The advantages include exposure to a wider world. So the solution is take students on field trips. Lots of field trips.
The advantages include a stable study time and space. So the solution is to make an after-school supported homework and study opportunity.
The advantages include good nutrition and healthcare. So the solution includes breakfast and lunch and a health clinic at the school.
The advantages often include adults who express the high value they put on education. So the solution includes a strong academic culture within the school.
We can't do everything at the school, but if we consider the need and make an intentional effort to address it, we can go a long way to closing that opportunity gap.
The root issue is about scalability and sustainability. A good school in a poor neighborhood is a wonderful thing; the mistake is to think that there's a formula in it that can be systematically applied to produce similar results system- or district-wide.
This is the fundamental flaw in the post-NCLB reformers' mindset--to think that such successes can be engineered top down, system wide using technocratic methods. This almost always creates a disaster.
As in any profession, best practices, effective innovations, and successes of any kind need to be studied and shared, but they also need to be left to particular educational communities to adapt to their particular circumstances.
Sustainable solutions are grown; they are not engineered. Complex human cultural problems are never sustainably solved by technocratic methods. Bottom up methods do not insure success, but they have a better chance of it if the right people are in place to effect it.

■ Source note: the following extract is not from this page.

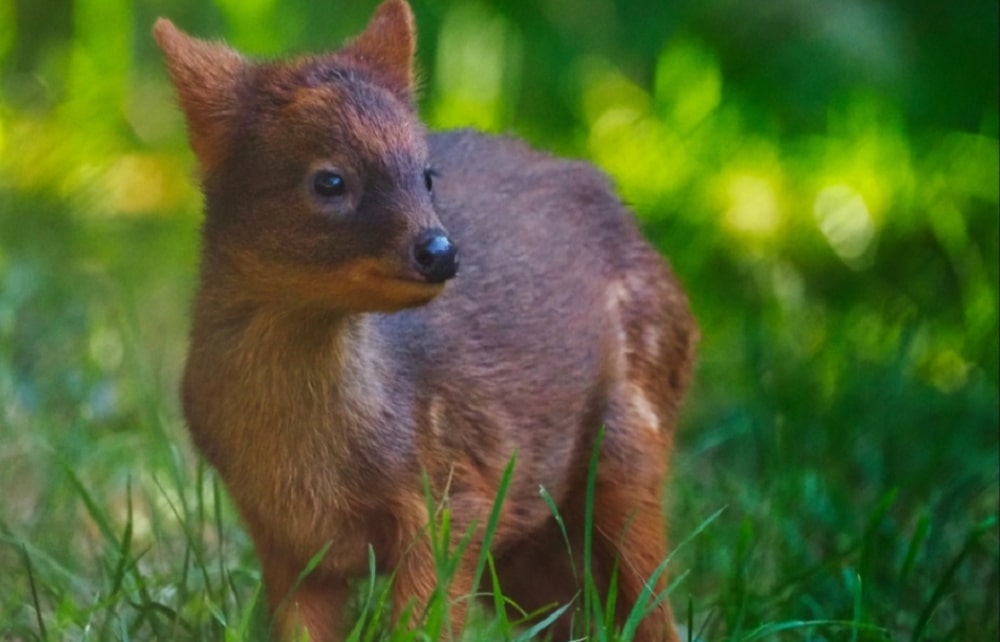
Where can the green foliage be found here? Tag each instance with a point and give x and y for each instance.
(824, 177)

A school is an evolving human drama, not a bloodless machine.The challenge is always at root a human one. Everything depends on the humans--the principal, the teachers, the kids, their parents--their strengths and weaknesses, their dreams and fears. There are no formulas to manage that, just people whose practical wisdom and good sense in the end is the only resource that can determine whether a difference is possible.
The question of scalability is moot. Systemwide problems ultimately are solved one school at a time with the right people in place to grow particular, sustainably effective learning communities.
Some will always rise above their situation in life - but some can only rise up with a hand.
Maybe someday Mr. Gates will eschew data for real life. Then, and only then, might he help create real change.
Bill Gates is completely divorced from the reality of lower and middle class life and quite honestly is full of #*it - making up with ideology what he doesn't understand or agree with or that doesn't fit his worldview. I'd love to see him do a day in the life of one of my students or their families.